Things are going well for Jay and it seems like he is finally getting everything that he wants — good friends, potential boyfriends, and real teen gay experiences. But life is getting much more complicated than that. First, an event Lu wants him to attend with her is on the same night as Jay’s school homecoming dance, so now he is forced to decide between his old best friend and his new ones. Not to mention that things with Lu are super complicated, between the distance, her boyfriend that makes Jay feel like a third wheel, and major financial problems she is having a home. On top of that, while Jay’s falling for Victor, he can’t help the sexual attraction he has to Tony, and he is trying to divide his time and attention between the two guys. And Max has his own drama that Jay ends up involved with as well. Before Jay knows it, what was looking like a promising year and the start of a lot of great relationships is all beginning to fall apart. Now Jay has to look at himself and figure out whether he’s making the right choices, or whether he’s so focused on his own agenda that he’s not taking the time to really consider the people in his life. If Jay can’t do some self reflection and figure out how to properly apologize to those he wronged, he might lose his boyfriend and his friends as well.
Jay’s Gay Agenda is a cute and fun young adult romance featuring a main character that’s really learning to find himself. Jay is our POV character and this is really his journey as he breaks free of his small town and suddenly everything he wants is right there at his fingertips. But he is also 17 going on 18 and doesn’t really know how to handle it all well, and he definitely makes mistakes. Author Jason June does a great job really setting Jay up and giving us a chance to understand his perspective as a lonely student and the only out LGBTQ kid that he knows. He’s watching all of his friends have experiences that he longs to also have, but with nobody out there to date, he’s feels like he’s being left behind. So even when Jay makes bad choices, and he does make bad choices, I could understand the position he was coming from and I think June really frames him well.

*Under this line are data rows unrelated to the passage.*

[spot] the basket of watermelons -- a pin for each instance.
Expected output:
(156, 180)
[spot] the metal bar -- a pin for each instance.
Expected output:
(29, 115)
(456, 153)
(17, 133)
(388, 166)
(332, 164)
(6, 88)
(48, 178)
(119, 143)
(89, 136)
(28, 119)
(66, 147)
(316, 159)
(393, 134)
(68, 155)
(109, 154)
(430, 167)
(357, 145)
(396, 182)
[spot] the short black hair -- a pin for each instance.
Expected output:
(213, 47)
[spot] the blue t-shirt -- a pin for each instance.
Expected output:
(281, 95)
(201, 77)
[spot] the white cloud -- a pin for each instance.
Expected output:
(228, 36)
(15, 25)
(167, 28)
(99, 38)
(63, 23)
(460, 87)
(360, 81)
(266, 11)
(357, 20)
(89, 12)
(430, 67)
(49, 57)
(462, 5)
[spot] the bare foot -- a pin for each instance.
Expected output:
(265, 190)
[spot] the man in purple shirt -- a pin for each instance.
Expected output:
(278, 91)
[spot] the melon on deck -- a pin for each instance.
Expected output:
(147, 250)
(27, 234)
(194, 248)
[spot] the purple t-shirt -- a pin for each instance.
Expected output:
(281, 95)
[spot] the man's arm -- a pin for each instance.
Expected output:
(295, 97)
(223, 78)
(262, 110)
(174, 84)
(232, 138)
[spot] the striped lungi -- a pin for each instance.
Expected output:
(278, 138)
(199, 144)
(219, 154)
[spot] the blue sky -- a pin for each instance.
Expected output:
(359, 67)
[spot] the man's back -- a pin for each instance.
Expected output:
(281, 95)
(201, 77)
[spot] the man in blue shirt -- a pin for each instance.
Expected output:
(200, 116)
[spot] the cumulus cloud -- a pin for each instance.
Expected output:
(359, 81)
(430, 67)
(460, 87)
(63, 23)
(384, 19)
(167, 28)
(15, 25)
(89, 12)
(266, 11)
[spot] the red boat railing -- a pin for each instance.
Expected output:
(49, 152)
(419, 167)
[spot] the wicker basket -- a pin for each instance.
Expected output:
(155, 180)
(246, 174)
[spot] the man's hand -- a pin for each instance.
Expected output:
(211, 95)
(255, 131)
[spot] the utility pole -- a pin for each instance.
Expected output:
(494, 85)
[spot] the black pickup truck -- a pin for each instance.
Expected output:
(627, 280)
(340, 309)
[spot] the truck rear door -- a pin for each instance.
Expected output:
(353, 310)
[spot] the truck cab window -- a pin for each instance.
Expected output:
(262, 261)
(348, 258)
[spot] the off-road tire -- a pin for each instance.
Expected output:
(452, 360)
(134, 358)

Jay ends up in two relationships, one a purely sexual one with Tony that gives him a chance to have those sexual experiences that he’s been longing for, and the other with Albert, a sweet student at his school. It is clear that Albert is the one with whom Jay has a romantic connection, but Jay is also still figuring himself out and learning about dating and relationships and is eager to experience the sexual side of things as well. On top of that, Jay is trying to maneuver through things with Lu, and balance being there for her with things happening in his own life in Seattle. Jay doesn’t always handle things well; in fact, he handles a lot of things badly, as do most of the other teens in the story (except Albert, who is adorable and pretty much perfect). I’ll admit, at times the teen behavior made me a bit nuts because they make bad decisions and give bad advice and just generally stumble around. But I also had to remember that they are teenagers and teenagers sometimes do stupid things and part of this story is watching Jay realize his mistakes and make up for them. So there is a nice growth arc for Jay here and I think it works well.
Jay is an interesting character and he gives this story a very specific tone in his narration. Jay is a list maker and, in addition to his Gay Agenda, he is constantly making lists of everything from what he would like to do with Albert, to why going to homecoming is a better choice than the dance with Lu (ie “Homecoming is the Lead Ho Because…”). He is also super into statistics, so he comments on the probability of things happening quite a lot throughout the book, like the odds that out of a school his size, he’d be the only out gay kid. I found the set up fun and enjoyed Jay’s voice (even when I was exasperated with him), but I did find the lists got a bit much after a while. Jay repeats his full Gay Agenda many times throughout the book, adding and updating and crossing things off, and I feel like I was reading the same thing over and over, trying to find the subtle changes he had made each time. I think it was super cute, but also maybe too much of a good thing.
In the end, I found this one fun and charming. These teens make some mistakes, but they also learn from them and the growth makes up for the bad decisions. Victor and Jay are sweet together and things come together nicely in the end.